I have a gigantic XML file (around 10 Gb) which i need to convert to CSV. Now this file would have information about numerous customers. I have to convert it a CSV format. The problem is that many customers will have extra fields which other customers wont, and some of the fields will be repeated. The example of XML is:
<customer>
<customerID>1</customerID>
<auc>
<algoId>0</algoId>
<kdbId>1</kdbId>
<acsub>1</acsub>
</auc>
</customer>
<customer>
<customerID>2</customerID>
<auc>
<algoId>0</algoId>
<kdbId>1</kdbId>
<acsub>1</acsub>
<extraBit>12345</extraBit>
</auc>
<auc>
<algoId>2</algoId>
<kdbId>3</kdbId>
<acsub>3</acsub>
<extraBit>67890</extraBit>
</auc>
<customOptions>
<odboc>0</odboc>
<odbic>0</odbic>
<odbr>1</odbr>
<odboprc>0</odboprc>
<odbssm>0</odbssm>
</customOptions>
</customer>
Now as you can see the First customer has only 1 auc block, but second one has 2, moreover it also has a extra tag in auc which is extraBit. Now the questions:
I should process one customer at a time (from one customer to /customer, and then so on) as 10 Gb atonce will crash the system.

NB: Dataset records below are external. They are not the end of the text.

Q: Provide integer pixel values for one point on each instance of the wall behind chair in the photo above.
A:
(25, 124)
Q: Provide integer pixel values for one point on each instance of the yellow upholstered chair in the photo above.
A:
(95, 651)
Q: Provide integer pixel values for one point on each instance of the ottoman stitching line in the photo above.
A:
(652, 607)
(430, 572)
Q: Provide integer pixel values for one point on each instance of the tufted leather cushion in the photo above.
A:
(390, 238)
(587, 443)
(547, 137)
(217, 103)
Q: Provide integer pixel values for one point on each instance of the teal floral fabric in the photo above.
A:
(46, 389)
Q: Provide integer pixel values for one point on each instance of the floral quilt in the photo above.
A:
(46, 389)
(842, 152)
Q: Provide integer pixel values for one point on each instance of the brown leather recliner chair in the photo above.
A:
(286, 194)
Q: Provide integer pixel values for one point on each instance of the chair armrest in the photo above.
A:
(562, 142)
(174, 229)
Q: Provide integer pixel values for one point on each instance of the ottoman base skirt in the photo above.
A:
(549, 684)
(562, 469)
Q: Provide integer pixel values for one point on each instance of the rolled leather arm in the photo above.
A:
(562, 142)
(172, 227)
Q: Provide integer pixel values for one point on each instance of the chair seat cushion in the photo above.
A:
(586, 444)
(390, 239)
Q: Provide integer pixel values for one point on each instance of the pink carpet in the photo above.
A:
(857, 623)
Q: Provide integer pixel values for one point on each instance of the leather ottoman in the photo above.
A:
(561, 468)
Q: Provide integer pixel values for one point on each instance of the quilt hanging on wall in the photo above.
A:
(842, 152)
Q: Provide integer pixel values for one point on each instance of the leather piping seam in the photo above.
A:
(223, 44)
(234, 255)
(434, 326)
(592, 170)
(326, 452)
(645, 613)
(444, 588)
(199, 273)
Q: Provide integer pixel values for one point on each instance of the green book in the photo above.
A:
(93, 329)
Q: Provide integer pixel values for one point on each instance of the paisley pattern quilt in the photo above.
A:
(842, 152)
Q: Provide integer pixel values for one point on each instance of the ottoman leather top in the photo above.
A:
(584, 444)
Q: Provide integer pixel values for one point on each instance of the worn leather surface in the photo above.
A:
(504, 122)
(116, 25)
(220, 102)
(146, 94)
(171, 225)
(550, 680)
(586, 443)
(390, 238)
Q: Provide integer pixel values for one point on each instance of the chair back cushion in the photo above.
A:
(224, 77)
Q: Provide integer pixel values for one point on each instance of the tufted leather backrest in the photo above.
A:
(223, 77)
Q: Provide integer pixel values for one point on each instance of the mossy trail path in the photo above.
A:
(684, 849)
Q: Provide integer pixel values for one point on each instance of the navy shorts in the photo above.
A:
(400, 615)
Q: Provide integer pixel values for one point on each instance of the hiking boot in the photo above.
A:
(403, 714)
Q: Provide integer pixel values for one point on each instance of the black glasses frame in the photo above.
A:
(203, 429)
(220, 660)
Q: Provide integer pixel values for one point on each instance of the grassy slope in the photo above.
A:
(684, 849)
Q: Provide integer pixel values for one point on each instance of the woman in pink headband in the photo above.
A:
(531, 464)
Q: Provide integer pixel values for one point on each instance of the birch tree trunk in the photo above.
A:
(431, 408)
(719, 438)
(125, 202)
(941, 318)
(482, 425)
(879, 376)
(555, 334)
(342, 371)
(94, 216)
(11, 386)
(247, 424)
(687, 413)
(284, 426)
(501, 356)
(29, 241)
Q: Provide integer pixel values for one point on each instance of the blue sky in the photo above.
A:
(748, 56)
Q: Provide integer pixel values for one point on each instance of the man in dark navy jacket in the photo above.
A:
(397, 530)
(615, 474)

I try to use XML TWIG in a loop and when i try to extraBit for Customer 1, it terminates the program for 'undefined value':
print $customer->first_child('extraBit')->text()
Can't call method "text" on an undefined value at xml-tags.pl line 50.
For the extra auc values for customer I want them to be output in the CSV file as:
customerID,algoId,kdbId,acsub,extraBit,algoId2,kdbId2,acsub2,extraBit2
1,0,1,1,,,,,,
2,0,1,1,1234,2,3,3,67890